EXERCISE 10.1

Tangents to a Circle:

All the tangents of a circle are perpendicular to the radius through the point of contact of that tangent.

OP is the radius of the circle and Q is any point on the line XY which is the tangent to the circle. As OP is the shortest line of all the distances of the point O to the points on XY. So OP is perpendicular to XY. Hence, OP⊥ XY

Example 1 : Find the radius of the circle in the given figure, if the length of the tangent from point A which is 5 cm away from center is 4 cm.

Solution : As we know that the radius is perpendicular to the radius, so the ∆ABO is a right angle triangle.
Given, AO = 5 cm and AB = 4 cm
We can use Pythagoras theorem here
OA ²=  OB ² + AB ²
OB ²=  OA ² −  AB ²
OB ²= 5 ² − 4 ²
= 25 – 16
OB ² = 9    ⇒ OB = 3
So the radius of the given circle is 3 cm.

Exercise: 10.1

1.How many tangents can a circle have.

Solution: There can be infinite tangents to a circle.
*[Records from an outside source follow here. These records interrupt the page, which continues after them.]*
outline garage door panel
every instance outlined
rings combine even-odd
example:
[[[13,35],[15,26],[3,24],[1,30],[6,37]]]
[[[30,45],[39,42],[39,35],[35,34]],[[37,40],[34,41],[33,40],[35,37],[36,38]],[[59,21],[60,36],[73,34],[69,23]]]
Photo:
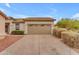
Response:
[[[29,34],[50,34],[51,26],[48,25],[28,25]]]

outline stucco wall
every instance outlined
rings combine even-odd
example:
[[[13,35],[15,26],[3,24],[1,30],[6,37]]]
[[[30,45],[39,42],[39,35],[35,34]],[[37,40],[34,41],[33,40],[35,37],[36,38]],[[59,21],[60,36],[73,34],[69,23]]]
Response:
[[[5,18],[0,15],[0,35],[5,35]]]
[[[25,23],[20,23],[20,30],[24,30],[25,29],[24,24]]]
[[[53,29],[53,22],[25,22],[25,34],[28,34],[28,24],[51,24],[51,33]]]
A circle is made up of infinite points which are at an equal distance from a point. Since there are infinite points on the circumference of a circle, infinite tangents can be drawn from them.

2.Fill in the blanks:

(i) A tangent to a circle intersects it in …………… point(s).
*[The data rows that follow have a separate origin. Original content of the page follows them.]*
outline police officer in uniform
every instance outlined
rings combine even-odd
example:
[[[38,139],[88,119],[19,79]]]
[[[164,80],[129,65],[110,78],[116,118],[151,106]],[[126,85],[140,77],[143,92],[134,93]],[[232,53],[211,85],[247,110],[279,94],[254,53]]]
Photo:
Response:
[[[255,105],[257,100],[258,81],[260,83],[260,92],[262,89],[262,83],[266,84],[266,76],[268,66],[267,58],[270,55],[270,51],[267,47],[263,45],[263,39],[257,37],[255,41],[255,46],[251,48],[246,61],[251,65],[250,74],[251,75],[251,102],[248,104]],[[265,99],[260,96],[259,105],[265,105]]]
(ii) A line intersecting a circle in two points is called a ………….

(iii) A circle can have …………… parallel tangents at the most.

(iv) The common point of a tangent to a circle and the circle is called …………

Solution: (i) A tangent to a circle intersects it in one point(s).

(ii) A line intersecting a circle in two points is called a secant.

(iii) A circle can have two parallel tangents at the most.

(iv) The common point of a tangent to a circle and the circle is called the point of contact.

3. A tangent PQ at a point P of a circle of radius 5 cm meets a line through the centre O at a point Q so that OQ = 12 cm.
Length PQ is : (A) 12 cm      (B) 13 cm       (C) 8.5 cm   (D) √119cm

Solution:

In the above figure, the line that is drawn from the centre of the given circle to the tangent PQ is perpendicular to PQ.
And so, OP ⊥ PQ
Using Pythagoras theorem in triangle ΔOPQ we get,
OQ² = OP² + PQ²
(12)² = 5²+ PQ²
PQ²= 144 − 25
PQ2 = 119  ⇒    PQ = √119 cm
So, option D.

4. Draw a circle and two lines parallel to a given line such that one is a tangent and the  other, a secant to the circle.
Solution:

In the above figure, XY and AB are two the parallel lines. The line segment AB is the tangent at point C while the line segment XY is the secant.